To demonstrate the advantage of contour-scanning OR-PAM in acquisition time, we imaged a mouse ear with an early-stage renal tumor (786-O cell line) with a maximum thickness of $\sim 560\mu \mathrm{m}$. Stacking the four sectional scans [Fig. 6(a)] led to a clear MAP image of the whole ear [Fig. 6(b)], which took $\sim 80\min$. In comparison, a 3-D contour scan obtained a high-resolution tumor-bearing ear image of the same quality, if not better, within only $\sim 25\min$ [Fig. 6(c)]. Therefore, the acquisition time of the contour scan was 3.2 times faster than the $z$-stack scan. Notably, the benefit in image acquisition time becomes even more significant when imaging a well-developed tumor (typical thickness: $>2\mathrm{mm}$). In such a situation, the image acquisition time can be reduced 20-fold. To cover the depth of significantly large tumors, the focus of contour-scanning OR-PAM can be offset and multiple contour scans can be performed, constituting a $z$-stack of contour scans. In such situations, $z$-stack contour-scanning OR-PAM still acquires images faster than $z$-stack scanning, as long as the tumor thickness is larger than the depth range of focus of our PAM system.

Fig. 6

Melanoma tumor in a mouse ear imaged with raster scanning and contour scanning. (a) $Z$-stack consisting of four MAPs of raster scans spaced $120\mu \mathrm{m}$ apart in the $z$-direction. (b) $X-Y$ MAP of the entire $z$-stack. (c) $X-Y$ MAP of the contour scan image.

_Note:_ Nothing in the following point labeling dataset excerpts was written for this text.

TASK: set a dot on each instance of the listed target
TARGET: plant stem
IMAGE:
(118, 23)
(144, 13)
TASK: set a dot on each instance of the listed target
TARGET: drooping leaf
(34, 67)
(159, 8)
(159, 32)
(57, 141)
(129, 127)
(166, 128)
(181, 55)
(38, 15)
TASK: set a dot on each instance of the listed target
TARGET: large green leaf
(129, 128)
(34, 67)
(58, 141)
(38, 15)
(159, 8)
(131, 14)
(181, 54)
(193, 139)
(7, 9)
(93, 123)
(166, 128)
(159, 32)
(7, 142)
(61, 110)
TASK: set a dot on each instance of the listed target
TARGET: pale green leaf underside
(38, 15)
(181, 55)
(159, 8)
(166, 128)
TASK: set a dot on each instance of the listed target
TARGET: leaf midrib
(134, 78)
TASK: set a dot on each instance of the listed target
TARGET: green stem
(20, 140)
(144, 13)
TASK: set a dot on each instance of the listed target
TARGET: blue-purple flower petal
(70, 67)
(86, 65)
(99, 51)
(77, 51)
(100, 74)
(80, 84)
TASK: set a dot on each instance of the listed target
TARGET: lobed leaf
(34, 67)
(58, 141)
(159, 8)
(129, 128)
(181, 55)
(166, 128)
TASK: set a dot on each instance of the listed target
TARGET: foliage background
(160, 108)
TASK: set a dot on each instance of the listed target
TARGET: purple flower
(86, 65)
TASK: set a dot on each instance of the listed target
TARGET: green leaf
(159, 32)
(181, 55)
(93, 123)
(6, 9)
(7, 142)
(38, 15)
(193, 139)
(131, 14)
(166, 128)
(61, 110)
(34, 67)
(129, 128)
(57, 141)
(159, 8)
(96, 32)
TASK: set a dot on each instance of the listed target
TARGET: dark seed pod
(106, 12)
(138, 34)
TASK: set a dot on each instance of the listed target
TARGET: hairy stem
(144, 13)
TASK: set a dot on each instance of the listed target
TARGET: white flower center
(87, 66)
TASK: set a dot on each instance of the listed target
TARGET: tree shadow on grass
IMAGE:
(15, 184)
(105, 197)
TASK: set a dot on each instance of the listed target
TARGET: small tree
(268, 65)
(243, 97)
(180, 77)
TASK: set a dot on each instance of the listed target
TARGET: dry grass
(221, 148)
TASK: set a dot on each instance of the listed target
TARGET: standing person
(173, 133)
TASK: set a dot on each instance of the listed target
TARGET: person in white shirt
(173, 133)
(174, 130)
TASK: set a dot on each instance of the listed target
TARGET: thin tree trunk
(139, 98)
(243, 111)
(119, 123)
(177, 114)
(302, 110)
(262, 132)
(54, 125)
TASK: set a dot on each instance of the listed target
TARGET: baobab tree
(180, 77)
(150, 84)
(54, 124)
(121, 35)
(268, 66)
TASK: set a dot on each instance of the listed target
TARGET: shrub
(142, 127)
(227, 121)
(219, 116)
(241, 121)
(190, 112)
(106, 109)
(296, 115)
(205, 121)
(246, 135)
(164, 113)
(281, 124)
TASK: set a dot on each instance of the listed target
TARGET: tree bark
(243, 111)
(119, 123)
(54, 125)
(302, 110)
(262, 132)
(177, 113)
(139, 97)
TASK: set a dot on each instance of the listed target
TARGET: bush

In conclusion, we have developed continuous 3-D motorized contour-scanning OR-PAM to address the out-of-focus issue arising from uneven tissue surfaces. The advantages of contour-scanning OR-PAM in spatial resolution, SNR, and imaging speed were experimentally demonstrated. In addition to maintaining optimal lateral resolution and SNR within extended depth ranges, contour scanning ensures accurate measurements of vessel density and diameter. Measurements of parameters such as flow speed, the metabolic rate of oxygen, and pulse wave velocity, which all depend on vessel diameter, are also expected to improve with contour scanning. Achieving high-resolution imaging of uneven surfaces without time-consuming $z$-stack scans makes contour-scanning OR-PAM a promising tool for tumor and brain research. This implementation is expected to have a particular impact on subwavelength OR-PAM,²⁴ whose relatively small depth of focus ($\sim 1\mu \mathrm{m}$) would require a correspondingly greater number of scans.